Bringing a case like this is rare in the market, says Onyeisi Chiemeke, an attorney with International Lawyers Assisting Workers network (ILAW), which is aiding with the prosecution. Chiemeke says a newly formed gender-based violence task force in the market brought attention to the alleged rape, and the case now goes to trial in Nigeria’s high court. ILAW, a project established in 2018 by the Solidarity Center, is the largest global network of workers’ rights lawyers and advocates.
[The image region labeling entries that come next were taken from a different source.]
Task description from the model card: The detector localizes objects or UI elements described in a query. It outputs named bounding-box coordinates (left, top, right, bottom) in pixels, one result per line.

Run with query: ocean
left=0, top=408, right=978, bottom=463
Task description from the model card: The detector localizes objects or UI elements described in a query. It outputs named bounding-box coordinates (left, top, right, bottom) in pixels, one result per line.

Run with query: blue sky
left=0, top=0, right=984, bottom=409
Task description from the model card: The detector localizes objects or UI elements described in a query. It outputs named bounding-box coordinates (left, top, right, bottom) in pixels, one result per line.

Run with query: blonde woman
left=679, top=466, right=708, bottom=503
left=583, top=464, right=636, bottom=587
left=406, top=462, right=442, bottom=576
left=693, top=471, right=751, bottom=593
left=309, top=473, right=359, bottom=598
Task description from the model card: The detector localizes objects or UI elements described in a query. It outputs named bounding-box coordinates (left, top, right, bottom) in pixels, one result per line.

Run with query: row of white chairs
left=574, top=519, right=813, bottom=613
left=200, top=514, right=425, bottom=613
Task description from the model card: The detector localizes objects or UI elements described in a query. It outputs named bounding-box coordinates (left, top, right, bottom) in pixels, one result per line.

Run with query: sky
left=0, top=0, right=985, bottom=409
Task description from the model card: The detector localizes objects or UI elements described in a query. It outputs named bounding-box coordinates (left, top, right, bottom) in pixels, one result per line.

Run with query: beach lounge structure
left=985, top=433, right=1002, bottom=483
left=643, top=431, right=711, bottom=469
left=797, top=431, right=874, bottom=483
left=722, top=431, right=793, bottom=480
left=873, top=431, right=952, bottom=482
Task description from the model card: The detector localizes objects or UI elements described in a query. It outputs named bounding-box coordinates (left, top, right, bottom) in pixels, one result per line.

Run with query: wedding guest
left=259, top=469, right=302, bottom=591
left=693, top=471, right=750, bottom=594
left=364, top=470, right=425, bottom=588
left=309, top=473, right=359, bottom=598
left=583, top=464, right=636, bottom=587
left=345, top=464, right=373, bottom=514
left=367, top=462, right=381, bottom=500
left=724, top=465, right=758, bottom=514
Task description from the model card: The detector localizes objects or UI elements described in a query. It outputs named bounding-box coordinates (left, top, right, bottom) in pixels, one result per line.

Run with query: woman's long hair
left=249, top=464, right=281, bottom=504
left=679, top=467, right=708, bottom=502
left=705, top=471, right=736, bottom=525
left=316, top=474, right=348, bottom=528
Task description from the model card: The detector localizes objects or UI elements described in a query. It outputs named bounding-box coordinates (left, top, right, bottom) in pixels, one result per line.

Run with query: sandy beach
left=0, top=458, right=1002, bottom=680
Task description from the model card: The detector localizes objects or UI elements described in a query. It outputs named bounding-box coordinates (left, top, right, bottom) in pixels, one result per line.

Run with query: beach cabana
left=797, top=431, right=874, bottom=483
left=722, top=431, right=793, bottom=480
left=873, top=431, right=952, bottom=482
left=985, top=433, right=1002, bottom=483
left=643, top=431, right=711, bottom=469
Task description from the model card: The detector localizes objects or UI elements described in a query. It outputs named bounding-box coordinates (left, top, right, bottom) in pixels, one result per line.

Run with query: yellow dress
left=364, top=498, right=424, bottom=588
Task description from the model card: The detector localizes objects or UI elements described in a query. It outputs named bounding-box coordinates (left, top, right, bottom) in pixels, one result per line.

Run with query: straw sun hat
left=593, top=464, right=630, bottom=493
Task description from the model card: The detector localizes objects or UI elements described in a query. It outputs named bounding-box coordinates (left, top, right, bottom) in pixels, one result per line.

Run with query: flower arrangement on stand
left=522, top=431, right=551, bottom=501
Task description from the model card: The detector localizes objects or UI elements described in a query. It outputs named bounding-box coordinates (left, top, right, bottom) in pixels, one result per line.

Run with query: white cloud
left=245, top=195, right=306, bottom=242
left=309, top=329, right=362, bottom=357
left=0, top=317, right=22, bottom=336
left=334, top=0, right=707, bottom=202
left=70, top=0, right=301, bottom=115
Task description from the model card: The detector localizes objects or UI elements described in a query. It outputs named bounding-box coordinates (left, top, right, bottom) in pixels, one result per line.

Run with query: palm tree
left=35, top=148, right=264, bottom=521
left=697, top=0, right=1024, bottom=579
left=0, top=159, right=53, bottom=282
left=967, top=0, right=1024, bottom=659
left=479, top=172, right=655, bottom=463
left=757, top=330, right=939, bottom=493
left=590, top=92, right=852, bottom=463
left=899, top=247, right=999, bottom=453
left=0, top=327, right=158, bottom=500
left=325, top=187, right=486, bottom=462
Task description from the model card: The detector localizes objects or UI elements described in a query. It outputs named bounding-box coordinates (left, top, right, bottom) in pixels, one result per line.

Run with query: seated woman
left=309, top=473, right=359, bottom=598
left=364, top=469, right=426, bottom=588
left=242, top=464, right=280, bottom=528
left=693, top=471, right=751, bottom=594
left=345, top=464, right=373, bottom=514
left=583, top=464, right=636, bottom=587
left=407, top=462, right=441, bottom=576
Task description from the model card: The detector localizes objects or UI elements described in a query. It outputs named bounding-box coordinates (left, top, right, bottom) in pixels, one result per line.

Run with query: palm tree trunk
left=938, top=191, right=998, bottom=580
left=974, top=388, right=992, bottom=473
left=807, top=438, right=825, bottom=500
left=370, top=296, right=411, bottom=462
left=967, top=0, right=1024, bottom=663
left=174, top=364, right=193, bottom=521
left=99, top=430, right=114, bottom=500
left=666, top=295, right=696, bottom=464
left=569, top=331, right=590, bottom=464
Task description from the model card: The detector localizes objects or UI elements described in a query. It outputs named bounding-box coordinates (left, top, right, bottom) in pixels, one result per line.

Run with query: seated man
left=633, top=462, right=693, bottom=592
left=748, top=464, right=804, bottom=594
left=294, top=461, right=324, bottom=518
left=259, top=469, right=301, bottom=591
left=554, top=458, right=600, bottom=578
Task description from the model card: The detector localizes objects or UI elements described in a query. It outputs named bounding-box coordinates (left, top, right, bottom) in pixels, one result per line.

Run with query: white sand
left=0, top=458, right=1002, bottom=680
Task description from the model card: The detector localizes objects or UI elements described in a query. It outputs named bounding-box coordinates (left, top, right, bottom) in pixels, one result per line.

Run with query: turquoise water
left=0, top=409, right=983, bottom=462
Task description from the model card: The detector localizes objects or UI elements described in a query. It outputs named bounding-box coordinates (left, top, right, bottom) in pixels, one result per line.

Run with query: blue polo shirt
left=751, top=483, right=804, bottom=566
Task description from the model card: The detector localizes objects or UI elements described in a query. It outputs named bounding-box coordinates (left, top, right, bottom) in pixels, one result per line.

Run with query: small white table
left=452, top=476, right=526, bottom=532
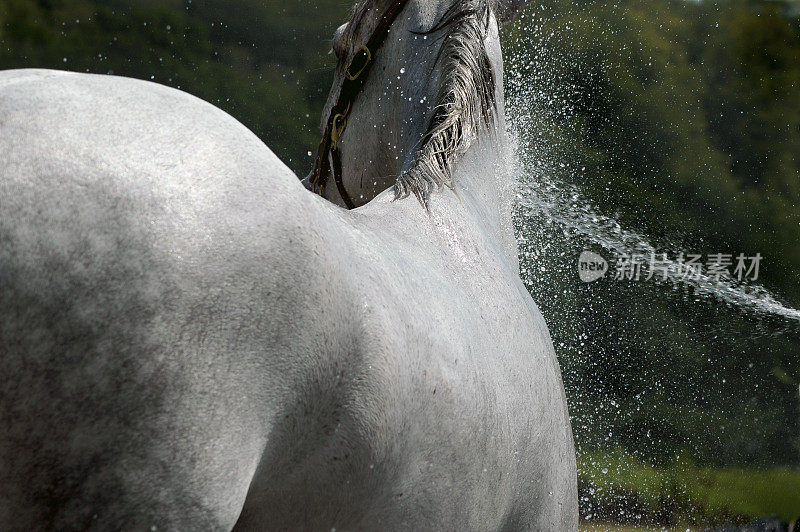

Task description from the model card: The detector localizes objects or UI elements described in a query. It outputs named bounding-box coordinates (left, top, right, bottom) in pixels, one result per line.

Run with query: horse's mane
left=346, top=0, right=497, bottom=206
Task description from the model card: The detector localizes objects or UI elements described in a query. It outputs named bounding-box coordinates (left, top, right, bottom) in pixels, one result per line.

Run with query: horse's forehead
left=346, top=0, right=462, bottom=48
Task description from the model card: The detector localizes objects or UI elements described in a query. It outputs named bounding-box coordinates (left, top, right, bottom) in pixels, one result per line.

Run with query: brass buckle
left=331, top=112, right=350, bottom=149
left=344, top=45, right=372, bottom=81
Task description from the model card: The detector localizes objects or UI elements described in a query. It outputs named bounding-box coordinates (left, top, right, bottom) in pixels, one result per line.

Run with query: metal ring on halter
left=344, top=45, right=372, bottom=81
left=331, top=106, right=350, bottom=149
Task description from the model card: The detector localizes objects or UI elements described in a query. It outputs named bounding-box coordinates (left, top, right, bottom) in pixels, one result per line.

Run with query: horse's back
left=0, top=71, right=312, bottom=530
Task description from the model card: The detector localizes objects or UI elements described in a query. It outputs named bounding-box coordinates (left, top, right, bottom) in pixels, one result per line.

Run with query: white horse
left=0, top=0, right=577, bottom=530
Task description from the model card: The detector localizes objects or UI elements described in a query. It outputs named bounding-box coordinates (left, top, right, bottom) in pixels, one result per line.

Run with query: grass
left=578, top=523, right=692, bottom=532
left=578, top=451, right=800, bottom=531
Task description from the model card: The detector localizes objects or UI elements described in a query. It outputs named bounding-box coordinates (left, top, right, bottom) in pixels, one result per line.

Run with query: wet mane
left=345, top=0, right=497, bottom=206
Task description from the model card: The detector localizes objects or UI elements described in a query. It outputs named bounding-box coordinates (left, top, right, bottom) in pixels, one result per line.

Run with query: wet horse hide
left=0, top=0, right=577, bottom=531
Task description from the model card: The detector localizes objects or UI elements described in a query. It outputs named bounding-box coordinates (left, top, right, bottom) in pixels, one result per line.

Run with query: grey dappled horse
left=0, top=0, right=577, bottom=530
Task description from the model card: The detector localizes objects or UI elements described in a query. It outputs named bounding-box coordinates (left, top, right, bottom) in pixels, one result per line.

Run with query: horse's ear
left=495, top=0, right=530, bottom=26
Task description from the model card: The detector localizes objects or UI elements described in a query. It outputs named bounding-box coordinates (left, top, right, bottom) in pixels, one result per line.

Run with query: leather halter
left=310, top=0, right=408, bottom=209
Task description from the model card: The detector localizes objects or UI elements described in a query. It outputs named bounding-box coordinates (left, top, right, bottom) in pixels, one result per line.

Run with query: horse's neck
left=438, top=132, right=519, bottom=270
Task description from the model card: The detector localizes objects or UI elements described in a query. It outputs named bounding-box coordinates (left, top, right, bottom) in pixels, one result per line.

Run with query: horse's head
left=312, top=0, right=526, bottom=206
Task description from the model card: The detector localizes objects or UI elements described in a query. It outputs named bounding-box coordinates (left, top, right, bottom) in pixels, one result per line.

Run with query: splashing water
left=507, top=30, right=800, bottom=328
left=517, top=165, right=800, bottom=321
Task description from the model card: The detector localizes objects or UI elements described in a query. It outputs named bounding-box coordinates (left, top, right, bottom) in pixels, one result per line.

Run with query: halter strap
left=310, top=0, right=408, bottom=209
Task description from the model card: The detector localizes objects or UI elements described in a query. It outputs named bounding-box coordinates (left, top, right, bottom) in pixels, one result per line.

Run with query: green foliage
left=0, top=0, right=800, bottom=522
left=506, top=0, right=800, bottom=466
left=579, top=450, right=800, bottom=526
left=0, top=0, right=348, bottom=175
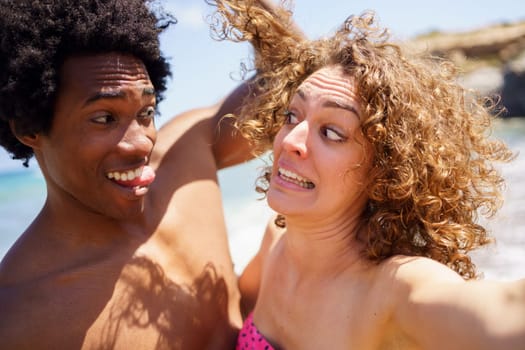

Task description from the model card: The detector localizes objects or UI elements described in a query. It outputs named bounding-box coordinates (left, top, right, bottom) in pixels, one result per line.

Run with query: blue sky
left=160, top=0, right=525, bottom=124
left=0, top=0, right=525, bottom=170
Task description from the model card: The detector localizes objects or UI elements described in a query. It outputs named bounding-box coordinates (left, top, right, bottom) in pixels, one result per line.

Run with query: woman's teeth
left=279, top=168, right=315, bottom=189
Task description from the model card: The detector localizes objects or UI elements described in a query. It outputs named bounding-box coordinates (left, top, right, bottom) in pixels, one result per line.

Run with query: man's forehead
left=63, top=53, right=149, bottom=80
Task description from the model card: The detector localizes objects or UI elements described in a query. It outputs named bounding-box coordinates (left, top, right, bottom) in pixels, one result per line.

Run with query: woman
left=210, top=0, right=525, bottom=349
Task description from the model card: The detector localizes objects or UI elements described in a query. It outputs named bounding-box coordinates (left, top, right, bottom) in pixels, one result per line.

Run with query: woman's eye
left=322, top=127, right=347, bottom=142
left=284, top=111, right=299, bottom=124
left=140, top=106, right=155, bottom=119
left=91, top=114, right=115, bottom=124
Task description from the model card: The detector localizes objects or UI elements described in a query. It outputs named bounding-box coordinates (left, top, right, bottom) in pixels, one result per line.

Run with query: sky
left=0, top=0, right=525, bottom=171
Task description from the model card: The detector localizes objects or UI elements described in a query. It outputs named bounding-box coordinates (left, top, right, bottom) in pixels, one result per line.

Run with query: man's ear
left=9, top=119, right=40, bottom=149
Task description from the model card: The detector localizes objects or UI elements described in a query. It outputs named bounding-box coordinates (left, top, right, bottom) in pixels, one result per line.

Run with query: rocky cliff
left=411, top=21, right=525, bottom=117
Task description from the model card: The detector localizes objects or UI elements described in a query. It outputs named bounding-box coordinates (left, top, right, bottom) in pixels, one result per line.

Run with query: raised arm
left=394, top=259, right=525, bottom=350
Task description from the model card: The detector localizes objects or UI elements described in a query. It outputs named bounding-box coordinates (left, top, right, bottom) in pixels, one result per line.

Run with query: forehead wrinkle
left=297, top=71, right=360, bottom=119
left=84, top=87, right=155, bottom=105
Building Synergies to Fight Violence and Harassment

Amina Awal, Hausa language GBVH educator trainer, reaches out to workers in the Mile 12 Lagos market truck park. Credit: Solidarity Center / Nkechi Odinukwe

Following the 2019 adoption of Convention 190 at the International Labor Organization (ILO), union leaders at the Nigeria Labor Congress (NLC), together with the Solidarity Center, began training workers, seeking to put into practice C190’s extensive provisions on preventing and ending gender-based violence and harassment (GBVH) in the world of work.

“I think we are making a lot of progress, a lot of awareness,” says Rita Goyit, head of the NLC’s Department of Women and Youth and secretary of the NLC National Women Commission.

Mile 12 market vendors who took part in the training quickly formed a GBVH task force that worked with the NLC to develop a market code of conduct covering gender-based violence and harassment. The vendors also posted suggestion boxes for reporting GBVH, and the NLC’s Lagos State union chapter leader monitors the submissions and alerts the NLC when necessary.

Vendors also are creating posters to spread awareness and talking with other sellers at the vast, sprawling market, where thousands of people visit each day to buy vegetables, legumes and other food items.

NLC and market leaders at the Mile 12 market in Lagos partnered to raise awareness about gender-based violence and harassment at work. Courtesy: NLC

Key to the success of the trainings, says Goyit, is that they were held in local languages. “That was one of the strategies that really worked—it was a language they understood. People talked one-on-one in the local language.” Vendors from across Nigeria travel to Mile 12, the largest in Lagos, to sell their wares.

The NLC also is joining with unions and allied organizations in urging the government ratify C190. Ratifying an ILO convention signifies a country’s intention to be bound by its terms. Union activists worldwide are campaigning for its ratification, and nine countries have done so.

As the accused man awaits a court hearing, Chiemeke says the synergy between market vendors and lawyers is helping make concrete the rights that Convention 190 provides to violence-free environments.